Lynton Crosby, the ad man who likes his own PR a little too much, has become the barnacle on Cameron’s boat.
What’s the golden rule? When the spin-doctor becomes the story, it’s time to go. When it’s the strategy guy, it’s even worse. Every time David Cameron launches a new “wedge issue” policy, people will point to the work of tobacco lobbyist, Lynton Crosby.
If Cameron and Crosby don’t know this yet, there is one man who already does: Mark Textor, Australian pollster and business partner of Mr Crosby.
Until the weekend, I knew little about the junior partner in Crosby’s operation. Textor portrays himself as a brash-talking, cycle-loving, anti-establishment, alpha male Aussie.
Yet since his waspish response to a polite question asked on Twitter, I’ve taken the time to read everything he has written since 2003. (Labour researchers I recommend reading them here.)
A decade of his articles and commentary reveal a lot. He’s the brains in the Crosby Textor operation, using hard polling to gnaw away at the insecurities of the Australian nation. His skills have been used to great effect for the parties of the right that represent the interests of the elite he claims to despise.
And despite his vulgar front, Textor has an emotional literacy seldom displayed by male political strategists, particularly those on the right of politics.
He displays insight that helped clarify my thinking about the perils of political reporting in the UK. He captures the corrosive effects of “two speed” politics in a brilliant article in the Australian Review:
“Fuelled by this practice of comment on comment, politics in Australia is now running at two speeds. In the fast lane getting air time are some online and TV panellists, desperately trying to plump up their billing hours contributing to the 24-hour commentary cycle.

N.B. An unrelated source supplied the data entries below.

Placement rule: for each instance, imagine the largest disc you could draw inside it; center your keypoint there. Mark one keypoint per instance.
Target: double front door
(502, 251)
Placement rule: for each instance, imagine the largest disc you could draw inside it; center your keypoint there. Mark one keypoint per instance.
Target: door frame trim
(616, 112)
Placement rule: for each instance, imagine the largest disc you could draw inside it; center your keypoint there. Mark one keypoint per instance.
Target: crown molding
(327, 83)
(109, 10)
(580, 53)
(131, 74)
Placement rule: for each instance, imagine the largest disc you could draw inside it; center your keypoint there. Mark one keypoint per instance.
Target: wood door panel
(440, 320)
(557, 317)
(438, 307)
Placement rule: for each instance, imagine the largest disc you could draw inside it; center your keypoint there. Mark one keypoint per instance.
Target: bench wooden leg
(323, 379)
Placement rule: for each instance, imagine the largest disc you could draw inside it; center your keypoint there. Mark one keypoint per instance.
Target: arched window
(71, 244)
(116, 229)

“They make money by chewing up simple issues and spitting out increasingly nuanced analysis at an ever accelerating rate.”
Sound familiar?
“In the slow lane of this two-speed ‘political economy’ are the confounded voters, their journey fuelled by a more basic but less explosive source: salient events and actual policy developments that affect their lives. Access to health services, changing education standards, increasing financial pressures, job availability and security, a lack of real choice in retail and banking, declines in the quality of their local built and green environment and declining trust in the political class’s willingness or ability to address these issues.”

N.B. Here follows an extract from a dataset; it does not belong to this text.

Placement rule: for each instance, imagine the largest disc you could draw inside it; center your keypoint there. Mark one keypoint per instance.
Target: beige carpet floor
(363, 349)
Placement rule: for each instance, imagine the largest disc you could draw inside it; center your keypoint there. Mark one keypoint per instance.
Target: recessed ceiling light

Textor believes political commentators, so called experts, have to be pulverised by the political parties if they wish to be successful. In a revealing article about elites, he displays a view of the world that would have been welcomed by any one of the union conferences I have attended over the last 20 years:
“For a bloke like me, from the suburbs of Darwin, they sound like an awful little group. Their type would be decked within five minutes in one of my favourite Darwin pubs [The Dolphin]”.
I tweeted a link to this article and was amused that an Australian follower knew the pub, claiming there were far worse places in the locale to get a beer. Proof that there’s always a pecking order for whatever class Mr Textor chooses to self-identify as.
Crosby is now a live issue for the Tories. Yesterday, Paul Goodman over at Conservative Home describes Cameron’s ‘terms of engagement’ document (that restricts his lobbying potential) as a ‘holding position’. He describes the Crosby affair as “rather like a graze that, though trivial in itself, is at risk of infection” but goes on to say the “Party needs Crosby”.
Crosby will be the story between now and polling day. And hanging a lantern on our opponents’ strategy is going to be important for Labour, as Tories turn this election into a mediaeval-style death match between David Cameron and Ed Miliband.
I think Paul Goodman may have reached the wrong conclusion earlier today. On the evidence of his writing, I would say the Conservative Party needs Textor. Crosby is the showman. Textor is the real deal.